Les ocelles, rarement absents, sont disposés en triangle sur le haut du front.

Ces deux sortes d'yeux fonctionnent d'une façon absolument différente. Les ocelles constituent chacun un œil complet. Derrière leur cornée très lisse, très brillante et très convexe, est un cristallin conique, produisant sur une rétinule des images renversées. L'ocelle est donc fonctionnellement comparable à un de nos yeux.

Il en est tout autrement des yeux composés. Ils représentent un très grand nombre de petits yeux, plusieurs centaines, accolés les uns contre les autres, dirigés vers tous les points de l'horizon, grâce à la convexité de la surface formée par leur réunion. Cette disposition compense leur fixité, et permet à l'animal d'avoir, avec des yeux immobiles, un champ visuel d'une grande étendue. Chacun de ces yeux élémentaires, différent en cela de l'ocelle, ne peut former d'images véritables, car il n'admet dans son intérieur, et suivant son axe, qu'un très fin pinceau de rayons lumineux émanant d'une portion très restreinte de l'espace.
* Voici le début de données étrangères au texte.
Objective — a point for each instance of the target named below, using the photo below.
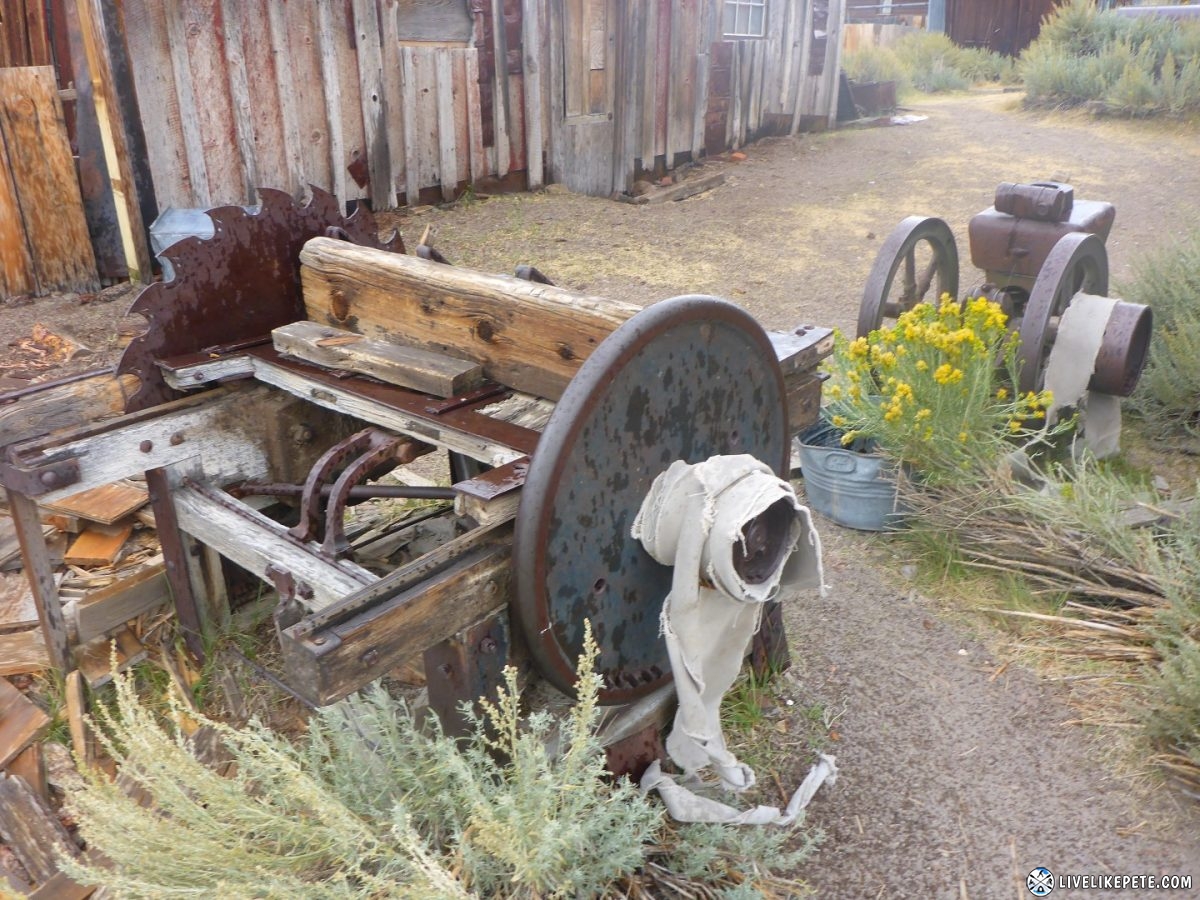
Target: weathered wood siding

La résultante de la fonction de tous ces yeux ne peut donc être qu'une image en mosaïque. Cette opinion, émise par J. Müller, et bien des fois combattue, paraît être définitivement admise aujourd'hui, à la suite des travaux concordants d'un très grand nombre de savants.

Après avoir démontré expérimentalement que la perception optique des mouvements est indépendante de celle des couleurs, Exner conclut que les yeux composés sont admirablement propres à la perception des déplacements d'un corps dans le champ de la vision. L'œil composé reçoit de la lumière d'un objet dans un grand nombre de ses éléments. C'est donc dans un grand nombre d'éléments que l'impression sera modifiée, en intensité lumineuse, en coloration, etc., si l'objet vient à se déplacer, et par suite le mouvement de celui-ci sera vivement perçu. L'observation montre en effet, qu'on irrite à coup sûr les abeilles, si l'on se livre à des mouvements brusques devant leur ruche, tandis qu'on peut, impunément se placer devant son entrée, au point de gêner les allées et venues des butineuses, sans exciter leur colère.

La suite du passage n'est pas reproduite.